For a proper fix, questions I'd ask would be:

• Are RTLO characters ever allowed in an URL? May an URL contain a path with Hebrew or Arabic content? (If yes, we can't simply strip them without breaking some legitimate URLs.)
• If RTLO characters can be stripped, do we need to strip them from only the URL (<a href="{here}">...>/a>) or also from the link text (<a href="...">{here}</a>)? Can there be funny effects if they're stripped or not stripped from the link text?
• Instead of stripping the characters, can we urlencode them in the URLs? (This appears to be the cleanest solution to me, but Autolinker does no encoding whatsoever right now, so this would be a change in strategy/architecture that @gregjacobs would need to decide on.)

Thanks @gregjacobs for the maintenance! URLs are a hairy business. You owe us nothing, but I appreciate your work (be it implementation or review) 🙂

(Edit: @yadue I commented both your PRs. Thanks for taking the time to propose a fix!)

[yadue]

@dbrgn for me it’s also funny it’s ranked high and to be honest I don’t know how the fix should looks like to make snyk happy. Remember that for complaint companies (like the one I work for) it’s absolutely critical to have all external dependencies secure. Maybe it would be worth to reach out snyk and explain it’s actually expected result. If no other solution will be done here we’ll do a fork with one of my solutions as we simply cannot stay with “vulnerable” library and it’s better to simply remove them then being “hacked” in that or another way. We simply cannot afford it.

[gregjacobs]

Hey @dbrgn, @yadue, thanks for the comments and the PRs - really appreciate it.

I actually like the idea of URL-encoding the RTLO characters even though Autolinker doesn't currently encode other characters. Seems like the safest thing and we won't be accidentally stripping out legitimate uses of RTLO characters elsewhere in the text. Thoughts?

[dbrgn]

@gregjacobs I'm not sure how Autolinker.js is structured, but would it be feasible to run every URL (the part inside the href attribute) through the following logic?

function encodeUrl(rawUrl: string): string | undefined {
    try {
        return new URL(rawUrl).href;
    } catch (e) {
        // Do not linkify this URL, it's invalid
        return;
    }
}

Browser support seems to be fine: https://caniuse.com/url

It seems to do the trick, and will let the browser handle the URL:

(Would need to be verified first within Autolinker.)

And, if you'd like a laugh, here's how the Chromium debug console handles RTLO in the hostname part 😂

[gregjacobs]

It would actually part of the parser that we'd need to detect the RTLO characters so that we don't cut off one URL and then start a new one. @yadue's PR https://github.com/gregjacobs/Autolinker.js/pull/388 is actually quite close. @yadue, would you like to take a stab at URL-encoding the RTLO chars rather than rejecting the match?

[yadue]

@gregjacobs sure, Ill have a look.
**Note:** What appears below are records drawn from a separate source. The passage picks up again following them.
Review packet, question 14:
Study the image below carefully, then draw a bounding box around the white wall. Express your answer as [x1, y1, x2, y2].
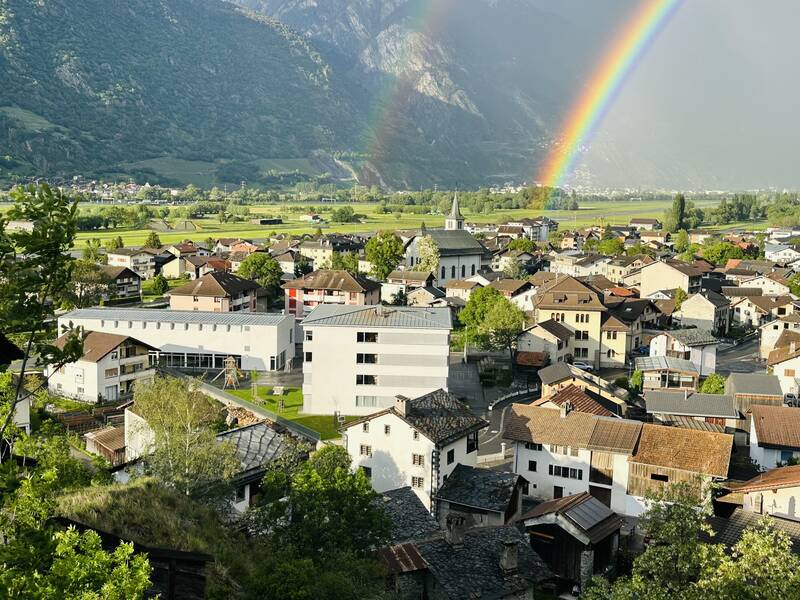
[303, 325, 450, 415]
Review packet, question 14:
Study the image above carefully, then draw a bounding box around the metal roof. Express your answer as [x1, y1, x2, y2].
[303, 304, 453, 329]
[59, 308, 292, 327]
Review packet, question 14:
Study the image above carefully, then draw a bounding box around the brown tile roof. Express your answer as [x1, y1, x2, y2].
[283, 269, 381, 292]
[167, 271, 261, 298]
[53, 331, 155, 363]
[750, 404, 800, 448]
[628, 423, 733, 477]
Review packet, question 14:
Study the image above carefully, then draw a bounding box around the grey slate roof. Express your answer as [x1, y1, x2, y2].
[378, 486, 441, 544]
[217, 423, 285, 473]
[436, 464, 520, 513]
[728, 373, 783, 397]
[416, 526, 553, 600]
[645, 391, 739, 419]
[59, 308, 291, 326]
[303, 304, 453, 329]
[664, 328, 719, 346]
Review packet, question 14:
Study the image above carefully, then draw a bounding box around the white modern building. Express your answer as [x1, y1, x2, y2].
[302, 304, 452, 415]
[344, 390, 489, 509]
[58, 308, 295, 371]
[45, 328, 155, 402]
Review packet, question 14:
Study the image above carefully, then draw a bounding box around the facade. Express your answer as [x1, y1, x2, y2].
[282, 270, 381, 319]
[302, 304, 452, 415]
[503, 404, 733, 516]
[343, 390, 489, 512]
[45, 332, 155, 402]
[58, 308, 294, 372]
[650, 329, 719, 377]
[167, 274, 261, 312]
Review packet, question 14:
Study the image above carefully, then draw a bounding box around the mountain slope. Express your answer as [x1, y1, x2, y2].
[0, 0, 360, 183]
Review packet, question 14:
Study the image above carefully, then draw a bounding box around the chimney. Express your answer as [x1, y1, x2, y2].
[445, 515, 466, 548]
[561, 400, 573, 419]
[394, 396, 408, 417]
[500, 540, 519, 575]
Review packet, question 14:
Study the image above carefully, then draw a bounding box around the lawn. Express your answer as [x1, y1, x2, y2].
[75, 200, 728, 248]
[226, 386, 358, 440]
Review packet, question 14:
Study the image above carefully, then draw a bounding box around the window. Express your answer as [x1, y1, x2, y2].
[467, 431, 478, 454]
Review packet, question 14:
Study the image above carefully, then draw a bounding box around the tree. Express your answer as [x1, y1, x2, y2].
[364, 231, 405, 281]
[236, 252, 283, 298]
[144, 231, 161, 248]
[700, 373, 725, 394]
[414, 235, 441, 277]
[0, 185, 83, 452]
[151, 273, 169, 296]
[134, 377, 240, 502]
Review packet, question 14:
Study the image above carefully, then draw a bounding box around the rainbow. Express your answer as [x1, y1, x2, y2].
[536, 0, 683, 188]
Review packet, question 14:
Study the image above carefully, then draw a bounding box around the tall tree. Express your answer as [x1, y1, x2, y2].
[364, 231, 405, 281]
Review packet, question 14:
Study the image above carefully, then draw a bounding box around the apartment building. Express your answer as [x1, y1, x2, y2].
[302, 304, 452, 415]
[167, 270, 261, 312]
[344, 389, 489, 510]
[45, 331, 156, 402]
[58, 308, 294, 372]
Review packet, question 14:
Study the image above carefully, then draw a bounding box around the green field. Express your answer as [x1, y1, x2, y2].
[70, 200, 724, 247]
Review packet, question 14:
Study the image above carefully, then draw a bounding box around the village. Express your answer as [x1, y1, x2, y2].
[3, 189, 800, 599]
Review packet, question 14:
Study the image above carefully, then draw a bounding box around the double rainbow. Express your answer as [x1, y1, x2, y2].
[537, 0, 683, 188]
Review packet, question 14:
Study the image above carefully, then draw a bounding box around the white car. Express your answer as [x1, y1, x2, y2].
[572, 360, 594, 371]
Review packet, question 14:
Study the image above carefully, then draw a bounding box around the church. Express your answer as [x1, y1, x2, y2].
[406, 193, 491, 285]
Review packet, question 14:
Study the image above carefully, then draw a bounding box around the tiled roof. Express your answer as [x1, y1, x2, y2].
[750, 404, 800, 449]
[416, 526, 553, 600]
[644, 390, 740, 419]
[167, 271, 261, 298]
[282, 269, 381, 292]
[436, 464, 520, 513]
[377, 486, 441, 544]
[59, 308, 291, 326]
[628, 423, 733, 477]
[303, 304, 453, 329]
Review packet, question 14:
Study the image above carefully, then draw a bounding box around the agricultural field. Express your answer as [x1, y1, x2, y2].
[65, 200, 720, 247]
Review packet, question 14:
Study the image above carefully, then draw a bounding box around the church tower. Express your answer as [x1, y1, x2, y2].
[444, 192, 464, 231]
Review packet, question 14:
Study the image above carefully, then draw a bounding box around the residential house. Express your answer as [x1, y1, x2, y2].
[282, 269, 381, 319]
[342, 389, 489, 512]
[639, 259, 703, 298]
[302, 304, 452, 415]
[672, 290, 732, 336]
[45, 332, 156, 402]
[750, 404, 800, 469]
[521, 492, 624, 589]
[503, 404, 733, 516]
[58, 308, 295, 372]
[436, 464, 528, 528]
[650, 328, 719, 377]
[517, 319, 575, 363]
[167, 270, 261, 312]
[636, 356, 700, 391]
Do you have an idea where this escaping should be done? Also please take a look at units and number of generated test cases, not sure if it was expected result but there are almost 20k cases coming from last commits and for some reason it takes literally ages when run locally.

[gregjacobs]

Hah, it actually generates upwards of 100,000 test cases :) I may have gone overboard on that but with rewriting the URL parser from scratch, I wanted to make sure that every possible case was handled. I'll see if I can reduce it down a bit at this point. I'm not sure why jasmine just sits and hangs for a while even after running a single test case though - maybe it's time to switch to mocha or something and see if there's still the same issue.

For encoding the RTLO chars, try adding this conversion into the UrlMatch class's getAnchorHref and getAnchorText methods.

[kevin-from-atlassian]

Hi there, @gregjacobs. Are there any updates to this issue? Does #391 work as a fix?